Besides spending time trying to plan great courses and classes, improving her teaching, researching and writing articles, and reading anything she can get her hands on, she enjoys playing with her kids, having deep "big picture" conversations with her friends and husband, going on hikes with her dog Nisa, and traveling as much as possibe.
Professor Gates joined the Department of World Languages and Cultures at Elon in 2012 after completing her Ph.D. in Hispanic Linguistics at Indiana University. Within linguistics, her areas of interest include Second Language Acquisition, Second Language Phonology, Sociolinguistics, Sociophonetics, and Dialectology. She teaches a range of Spanish classes at Elon including linguistics classes taught in Spanish such as Introduction to Spanish Linguistics, Structure of the Spanish Language, and Spanish Phonetics and Phonology.
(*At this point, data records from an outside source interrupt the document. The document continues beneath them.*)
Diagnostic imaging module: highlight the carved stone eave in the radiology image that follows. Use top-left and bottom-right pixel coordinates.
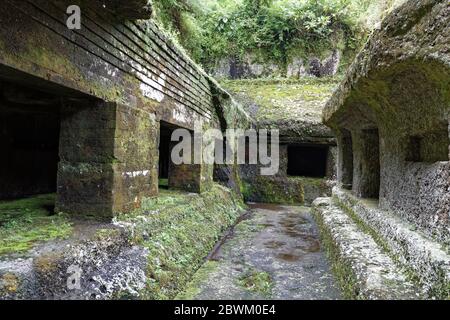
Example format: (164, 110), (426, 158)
(52, 0), (153, 20)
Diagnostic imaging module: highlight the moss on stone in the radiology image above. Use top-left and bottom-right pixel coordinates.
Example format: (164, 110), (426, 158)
(158, 179), (169, 188)
(311, 204), (361, 299)
(221, 77), (341, 124)
(33, 253), (62, 275)
(117, 184), (246, 299)
(334, 193), (450, 299)
(238, 268), (273, 297)
(0, 194), (73, 256)
(242, 176), (331, 205)
(0, 273), (20, 295)
(334, 196), (392, 255)
(175, 260), (220, 300)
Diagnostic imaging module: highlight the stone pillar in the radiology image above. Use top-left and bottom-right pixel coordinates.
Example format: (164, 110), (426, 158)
(112, 104), (159, 212)
(167, 126), (216, 193)
(326, 145), (337, 180)
(278, 144), (288, 177)
(168, 135), (202, 193)
(351, 129), (380, 198)
(336, 129), (353, 189)
(56, 101), (158, 218)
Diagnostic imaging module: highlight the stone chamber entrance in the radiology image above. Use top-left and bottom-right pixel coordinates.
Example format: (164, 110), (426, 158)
(0, 67), (132, 219)
(158, 121), (202, 193)
(158, 121), (173, 190)
(287, 145), (329, 178)
(0, 81), (61, 202)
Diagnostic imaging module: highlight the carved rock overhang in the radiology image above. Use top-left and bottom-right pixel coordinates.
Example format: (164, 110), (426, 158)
(322, 0), (450, 133)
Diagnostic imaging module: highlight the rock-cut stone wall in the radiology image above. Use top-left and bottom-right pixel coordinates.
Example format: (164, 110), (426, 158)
(0, 0), (250, 217)
(323, 0), (450, 244)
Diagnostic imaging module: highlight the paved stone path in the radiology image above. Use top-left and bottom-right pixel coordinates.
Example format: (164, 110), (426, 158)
(179, 204), (341, 300)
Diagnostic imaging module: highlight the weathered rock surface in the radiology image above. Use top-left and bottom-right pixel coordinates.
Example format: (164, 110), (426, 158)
(209, 51), (341, 80)
(323, 0), (450, 248)
(312, 197), (421, 300)
(333, 187), (450, 299)
(0, 223), (148, 300)
(178, 204), (341, 300)
(0, 185), (245, 300)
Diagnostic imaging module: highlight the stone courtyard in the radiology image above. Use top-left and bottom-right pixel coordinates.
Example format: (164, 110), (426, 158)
(0, 0), (449, 300)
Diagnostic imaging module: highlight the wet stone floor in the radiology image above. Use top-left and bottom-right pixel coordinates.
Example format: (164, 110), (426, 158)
(179, 204), (341, 300)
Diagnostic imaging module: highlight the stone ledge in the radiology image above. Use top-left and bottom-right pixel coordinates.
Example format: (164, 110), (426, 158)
(333, 187), (450, 299)
(312, 197), (420, 300)
(0, 185), (245, 300)
(241, 176), (332, 205)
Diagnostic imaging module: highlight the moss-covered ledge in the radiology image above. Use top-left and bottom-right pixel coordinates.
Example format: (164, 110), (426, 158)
(0, 184), (246, 299)
(241, 176), (331, 205)
(115, 184), (246, 299)
(0, 194), (73, 256)
(221, 77), (340, 140)
(311, 197), (420, 300)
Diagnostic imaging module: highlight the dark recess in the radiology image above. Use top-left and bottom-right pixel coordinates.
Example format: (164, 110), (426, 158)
(287, 145), (328, 178)
(159, 122), (173, 188)
(0, 81), (61, 199)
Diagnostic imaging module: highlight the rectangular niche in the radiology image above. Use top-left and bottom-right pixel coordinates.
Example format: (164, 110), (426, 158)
(287, 145), (328, 178)
(406, 129), (449, 163)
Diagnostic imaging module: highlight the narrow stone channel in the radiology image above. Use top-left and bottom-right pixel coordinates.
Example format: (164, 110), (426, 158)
(178, 204), (341, 300)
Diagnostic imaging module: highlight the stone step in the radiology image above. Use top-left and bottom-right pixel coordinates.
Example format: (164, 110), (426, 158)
(333, 187), (450, 299)
(312, 197), (421, 300)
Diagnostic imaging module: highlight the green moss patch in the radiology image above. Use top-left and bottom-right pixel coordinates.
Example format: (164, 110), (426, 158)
(175, 260), (220, 300)
(118, 184), (246, 299)
(158, 178), (169, 188)
(242, 176), (305, 205)
(312, 205), (359, 299)
(221, 77), (341, 123)
(238, 268), (273, 297)
(0, 194), (73, 255)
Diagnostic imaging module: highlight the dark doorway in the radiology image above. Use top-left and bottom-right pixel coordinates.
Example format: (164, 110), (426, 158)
(340, 129), (354, 190)
(159, 122), (173, 189)
(0, 81), (61, 200)
(360, 129), (380, 199)
(287, 145), (328, 178)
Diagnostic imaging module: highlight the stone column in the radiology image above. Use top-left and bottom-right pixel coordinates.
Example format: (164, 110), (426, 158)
(351, 129), (380, 198)
(168, 134), (202, 193)
(56, 101), (158, 218)
(336, 129), (353, 189)
(112, 104), (159, 212)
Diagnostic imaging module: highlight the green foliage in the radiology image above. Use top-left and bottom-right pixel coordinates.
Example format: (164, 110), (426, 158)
(0, 194), (73, 255)
(153, 0), (372, 66)
(201, 0), (367, 63)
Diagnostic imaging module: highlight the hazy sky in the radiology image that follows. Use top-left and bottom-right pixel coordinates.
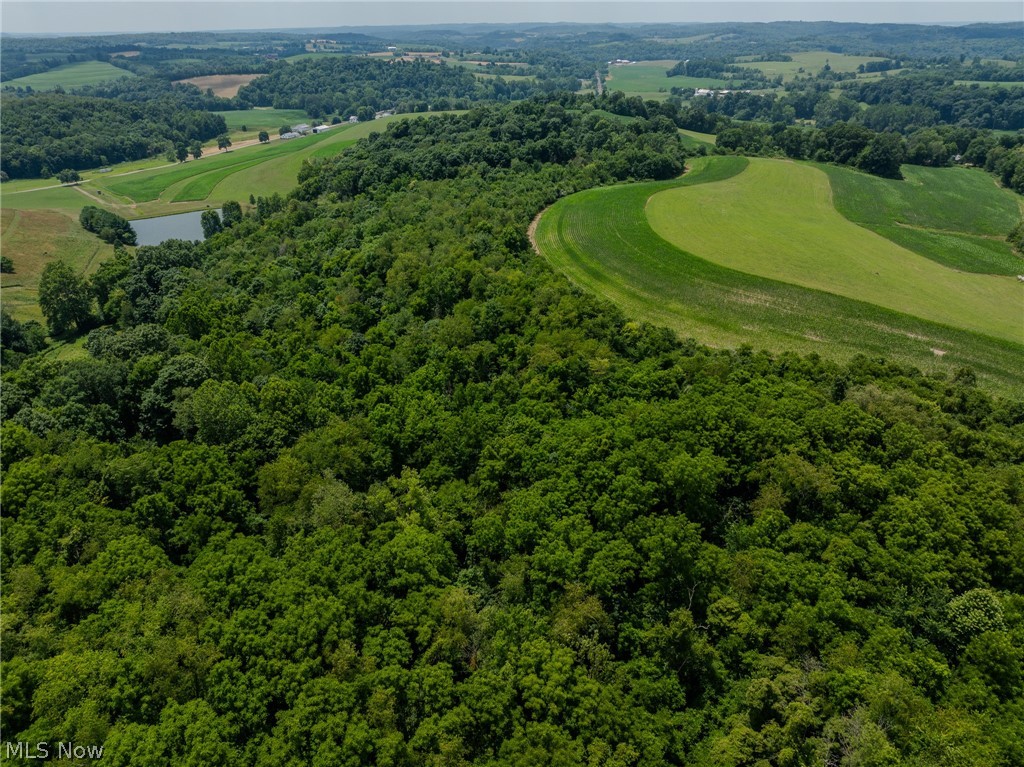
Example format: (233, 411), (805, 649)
(2, 1), (1020, 36)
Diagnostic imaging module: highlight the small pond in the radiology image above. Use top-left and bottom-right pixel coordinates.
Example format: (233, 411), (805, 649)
(130, 209), (219, 246)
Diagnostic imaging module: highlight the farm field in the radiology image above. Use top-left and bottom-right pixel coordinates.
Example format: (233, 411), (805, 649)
(3, 60), (136, 90)
(604, 61), (723, 100)
(819, 162), (1024, 274)
(533, 156), (1024, 394)
(735, 51), (887, 81)
(0, 207), (114, 322)
(645, 159), (1020, 343)
(176, 73), (263, 97)
(1, 113), (455, 314)
(213, 108), (312, 141)
(2, 116), (409, 221)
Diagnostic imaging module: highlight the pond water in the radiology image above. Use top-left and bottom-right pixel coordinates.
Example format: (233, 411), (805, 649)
(130, 209), (219, 246)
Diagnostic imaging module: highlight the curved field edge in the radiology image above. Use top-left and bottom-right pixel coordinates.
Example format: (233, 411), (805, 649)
(818, 162), (1024, 275)
(644, 159), (1021, 342)
(533, 158), (1024, 395)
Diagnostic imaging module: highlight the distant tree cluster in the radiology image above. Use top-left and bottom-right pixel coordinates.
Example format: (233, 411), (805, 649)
(79, 205), (137, 245)
(0, 93), (227, 178)
(234, 57), (556, 119)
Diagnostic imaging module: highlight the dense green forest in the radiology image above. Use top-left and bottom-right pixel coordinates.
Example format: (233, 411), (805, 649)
(233, 57), (571, 117)
(0, 93), (227, 178)
(3, 97), (1023, 765)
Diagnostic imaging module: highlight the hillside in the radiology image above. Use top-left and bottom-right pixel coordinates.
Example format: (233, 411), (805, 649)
(3, 98), (1023, 766)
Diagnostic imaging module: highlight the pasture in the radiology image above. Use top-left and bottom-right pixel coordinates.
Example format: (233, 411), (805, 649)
(735, 51), (887, 81)
(176, 74), (263, 97)
(87, 116), (404, 214)
(533, 156), (1024, 393)
(645, 159), (1020, 343)
(214, 108), (311, 130)
(606, 60), (771, 99)
(819, 162), (1024, 274)
(0, 207), (114, 322)
(3, 61), (136, 90)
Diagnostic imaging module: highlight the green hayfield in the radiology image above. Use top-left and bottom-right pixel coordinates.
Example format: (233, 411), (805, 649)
(736, 51), (886, 82)
(4, 61), (136, 90)
(1, 185), (93, 211)
(679, 129), (717, 146)
(819, 163), (1023, 274)
(606, 61), (732, 100)
(94, 121), (373, 205)
(1, 207), (114, 322)
(214, 108), (311, 130)
(534, 156), (1024, 394)
(5, 114), (423, 221)
(645, 159), (1020, 343)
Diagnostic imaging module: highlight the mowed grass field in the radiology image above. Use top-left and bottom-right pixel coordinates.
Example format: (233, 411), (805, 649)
(1, 207), (114, 322)
(89, 115), (409, 212)
(3, 61), (136, 90)
(214, 108), (310, 131)
(735, 51), (887, 82)
(2, 115), (414, 221)
(645, 159), (1020, 343)
(605, 61), (730, 100)
(820, 163), (1024, 275)
(534, 156), (1024, 394)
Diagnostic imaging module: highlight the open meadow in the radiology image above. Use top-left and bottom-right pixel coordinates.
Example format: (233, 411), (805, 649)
(3, 60), (136, 90)
(0, 207), (115, 322)
(735, 51), (888, 81)
(819, 162), (1024, 274)
(605, 61), (730, 100)
(534, 156), (1024, 394)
Dr. Gates in the process of developing a pronunciation instruction component for the Spanish undergraduate curriculum at Elon and looks forward to teaching special topics courses in Spanish Dialectology and Second Language Acquisition in the near future. She has presented her recent research findings on second language learners’ perception of foreign and regional accent in Spanish at international linguistics conferences and encourages students to undertake original research projects in her linguistics classes.
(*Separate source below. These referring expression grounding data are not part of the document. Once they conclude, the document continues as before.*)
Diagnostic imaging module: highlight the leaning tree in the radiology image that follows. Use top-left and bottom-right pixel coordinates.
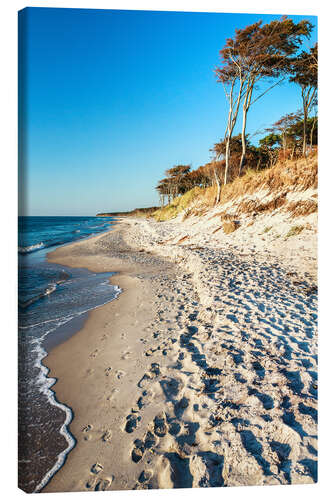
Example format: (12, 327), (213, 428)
(216, 17), (313, 177)
(215, 46), (247, 189)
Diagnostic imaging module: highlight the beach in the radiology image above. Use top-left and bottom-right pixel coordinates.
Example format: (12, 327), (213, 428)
(43, 214), (317, 491)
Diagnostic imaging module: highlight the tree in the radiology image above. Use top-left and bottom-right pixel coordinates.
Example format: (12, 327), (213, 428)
(156, 165), (191, 206)
(156, 178), (172, 206)
(211, 134), (260, 180)
(265, 111), (302, 156)
(215, 56), (247, 188)
(165, 164), (191, 199)
(259, 133), (281, 167)
(217, 18), (313, 177)
(290, 43), (318, 155)
(286, 116), (318, 150)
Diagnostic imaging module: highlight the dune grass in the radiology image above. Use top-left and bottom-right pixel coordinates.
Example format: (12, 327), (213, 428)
(153, 187), (203, 221)
(152, 153), (317, 222)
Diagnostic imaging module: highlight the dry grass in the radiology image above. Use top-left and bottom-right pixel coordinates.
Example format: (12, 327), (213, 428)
(237, 191), (288, 215)
(220, 213), (236, 221)
(152, 154), (317, 222)
(182, 207), (208, 221)
(153, 187), (203, 221)
(223, 221), (240, 234)
(286, 200), (318, 217)
(207, 154), (317, 208)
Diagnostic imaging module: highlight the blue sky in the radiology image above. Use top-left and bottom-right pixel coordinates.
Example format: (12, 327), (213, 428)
(18, 8), (317, 216)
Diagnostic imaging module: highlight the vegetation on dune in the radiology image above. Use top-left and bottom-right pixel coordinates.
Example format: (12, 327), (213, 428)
(154, 16), (317, 218)
(152, 153), (317, 221)
(286, 225), (304, 237)
(215, 17), (314, 183)
(153, 187), (203, 222)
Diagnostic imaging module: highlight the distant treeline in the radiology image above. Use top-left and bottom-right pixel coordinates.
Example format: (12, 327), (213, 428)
(97, 207), (159, 217)
(156, 17), (317, 206)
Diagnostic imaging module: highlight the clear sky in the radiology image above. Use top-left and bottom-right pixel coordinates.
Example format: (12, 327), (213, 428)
(18, 7), (317, 216)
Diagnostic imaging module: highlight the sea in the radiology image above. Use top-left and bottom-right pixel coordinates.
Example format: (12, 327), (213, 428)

Dr. Van B was born in Philadelphia, PA and is a first generation college student. That is, her parents did not go to college. She graduated with a BS in Secondary Education - Spanish from Penn State, and earned a masters and PhD in Spanish (Latin American literature) from Temple University as well as a second masters in Latin American Studies from the University of Arizona. In her free time, Dr. Van B is an avid supporter of Elon Phoenix sports, especially men's and women's basketball and football. She also enjoys travelling, especially to countries where Spanish is spoken. Dr. Van B. lives close to Elon in Burlington.